19 La jeune femme mange pour ne pas mourir, ou alors, elle se tue en mangeant. La nourriture prend, comme la boisson pour l’alcoolique, la fonction de pharmacon [6], elle est à la fois médicament et poison. À travers la destruction de l’image, elle « tue » son corps – et son être –, en s’identifiant à l’« objet déchet ». [7] Objet déchet pour l’Autre, en l’occurrence l’Autre Maternel :
Ma mère ne s’intéresse qu’à mon poids, on ne va jamais au cinéma, on ne fait que parler de mon poids. Être grosse, c’est ce qui maintient le lien à ma mère. Depuis que j’ai su que mon père la trompait, et qu’il m’a abandonnée, j’ai « fait bloc » avec elle contre lui. Je ne sais pas qui de nous deux est le parasite de l’autre…
21 À noter que l’abandon de la part du père, de la mère, est vécu par la patiente comme son propre abandon : Pamela confond sa mère avec elle-même [8], elles sont une seule chose face au père.
22 Pendant une autre séance, la patiente me dit :
Ma famille est horrifiée par mon poids. De toute façon je m’en fiche : je ne suis qu’une pourriture. Je fais semblant de me préoccuper de grossir… je le fais pour ma mère, moi, je m’en fiche.
24 Elle me montre un dessin qu’elle a fait et qui la représente. Son corps sur le papier a deux contours : elle m’explique qu’elle avait dessiné deux contours pour marquer la différence entre sa façon de se voir, et la façon dont sa mère la voyait (c’était le contour le plus extérieur).
Vous voyez ? Moi je ne me vois pas grosse, c’est ma mère qui veut que je me voie comme ça.
26 La patiente avait plusieurs fois refusé de se faire hospitaliser dans des cliniques d’amincissement, ce qui montre encore une fois, que pour Pamela, le poids, ne constitue pas un souci au niveau de son image.
La nourriture, le poids, la faute
27 Internée à un certain moment à l’unité clinique, suite, cette fois-ci, à une forte dépression [9] qui l’empêchait de sortir de son lit, de se laver, de s’habiller, etc., elle devait se rendre à une clinique d’amincissement, sous conseil de son psychiatre, pour programmer une cure. Mais la jeune femme n’avait jamais pu faire cette visite. Elle avait décompensé encore à l’hôpital et s’était retrouvée en isolement. Elle avait fait un doigt d’honneur à son psychiatre, geste qui symbolisait son refus de rentrer en clinique : elle ne voulait, pour aucune raison au monde, entrer dans une clinique pour mincir, m’avait-elle dit lors d’une séance, une fois sortie de l’hôpital psychiatrique.

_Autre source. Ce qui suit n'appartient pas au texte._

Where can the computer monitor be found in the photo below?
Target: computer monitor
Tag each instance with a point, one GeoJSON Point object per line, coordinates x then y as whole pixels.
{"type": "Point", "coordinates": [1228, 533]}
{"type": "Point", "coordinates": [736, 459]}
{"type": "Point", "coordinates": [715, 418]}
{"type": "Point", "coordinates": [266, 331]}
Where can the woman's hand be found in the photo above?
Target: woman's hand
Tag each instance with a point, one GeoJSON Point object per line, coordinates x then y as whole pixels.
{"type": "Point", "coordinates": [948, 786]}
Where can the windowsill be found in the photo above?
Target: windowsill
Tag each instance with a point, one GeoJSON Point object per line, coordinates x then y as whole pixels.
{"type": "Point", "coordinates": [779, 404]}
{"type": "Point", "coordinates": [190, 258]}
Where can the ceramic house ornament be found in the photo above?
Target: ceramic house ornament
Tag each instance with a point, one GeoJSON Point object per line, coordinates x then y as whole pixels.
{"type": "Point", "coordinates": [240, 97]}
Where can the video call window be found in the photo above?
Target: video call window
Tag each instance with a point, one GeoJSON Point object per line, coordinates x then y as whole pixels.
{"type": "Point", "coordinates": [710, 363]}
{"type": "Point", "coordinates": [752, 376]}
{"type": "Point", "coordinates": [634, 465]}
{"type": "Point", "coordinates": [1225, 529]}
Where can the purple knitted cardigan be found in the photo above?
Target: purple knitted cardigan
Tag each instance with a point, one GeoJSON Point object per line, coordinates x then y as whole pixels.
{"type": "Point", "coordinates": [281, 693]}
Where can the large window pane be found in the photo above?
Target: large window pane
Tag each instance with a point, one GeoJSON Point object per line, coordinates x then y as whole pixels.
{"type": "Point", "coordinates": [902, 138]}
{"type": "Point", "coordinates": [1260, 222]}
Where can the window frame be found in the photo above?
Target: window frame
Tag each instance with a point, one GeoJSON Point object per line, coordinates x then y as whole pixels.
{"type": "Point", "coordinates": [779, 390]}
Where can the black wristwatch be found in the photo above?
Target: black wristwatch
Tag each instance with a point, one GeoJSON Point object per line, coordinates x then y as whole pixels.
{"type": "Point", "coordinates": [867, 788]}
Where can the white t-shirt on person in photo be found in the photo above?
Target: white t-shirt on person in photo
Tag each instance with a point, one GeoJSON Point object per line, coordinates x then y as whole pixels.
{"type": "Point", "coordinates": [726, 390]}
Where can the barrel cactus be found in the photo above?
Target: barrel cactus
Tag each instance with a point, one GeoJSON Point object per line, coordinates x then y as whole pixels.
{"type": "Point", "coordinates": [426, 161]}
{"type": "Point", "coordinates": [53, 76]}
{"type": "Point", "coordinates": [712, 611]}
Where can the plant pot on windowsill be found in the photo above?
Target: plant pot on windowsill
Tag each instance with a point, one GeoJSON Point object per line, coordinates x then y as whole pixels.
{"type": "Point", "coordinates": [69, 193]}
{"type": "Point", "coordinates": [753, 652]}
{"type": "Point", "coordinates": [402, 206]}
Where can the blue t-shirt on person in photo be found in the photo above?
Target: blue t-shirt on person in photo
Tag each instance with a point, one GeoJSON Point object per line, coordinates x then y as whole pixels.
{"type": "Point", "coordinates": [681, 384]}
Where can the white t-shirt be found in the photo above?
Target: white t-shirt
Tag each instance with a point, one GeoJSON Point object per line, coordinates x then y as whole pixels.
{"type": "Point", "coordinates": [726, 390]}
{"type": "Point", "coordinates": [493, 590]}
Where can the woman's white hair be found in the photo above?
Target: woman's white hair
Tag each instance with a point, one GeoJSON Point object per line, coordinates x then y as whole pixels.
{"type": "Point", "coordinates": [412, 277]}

28 Quelle est donc la fonction, pour cette jeune femme, du corps « déformé », de son moi maltraité, de son image détruite ? Ce n’est pas une demande « altérée » d’amour, le besoin d’être valorisée par l’Autre pour sa propre belle image – homologue de la « belle âme » hégélienne – qui l’obsède (comme c’est parfois le cas dans la névrose), mais la volonté de jouissance de l’Autre, volonté qui insiste, pour le sujet psychotique, et qui lui impose de se voir et de s’identifier à une pourriture.
29 Le poids en excès prouve, et surtout montre, l’identification de la jeune femme à l’objet déchet : elle paie pour sa faute, faute d’être un être immonde, ignoble, méprisable, comme elle me dit sans cesse, elle paye pour une faute qui ne pourra pas s’extirper. En même temps, le corps rebutant, exposé sans retenue et sans honte, se révèle le seul moyen de s’opposer au désir de l’Autre. [10] Cette forme d’exhibitionnisme, presque pervers, devient une sorte de « compensation » pour le sujet psychotique (on ne peut pas parler bien sûr de « suppléance » [11]) : la perversion soutient l’image phallique du sujet. [12] Et c’est notamment une image phallique consistante, qui lui permette de maintenir son « je » [13], qui manque à la jeune femme.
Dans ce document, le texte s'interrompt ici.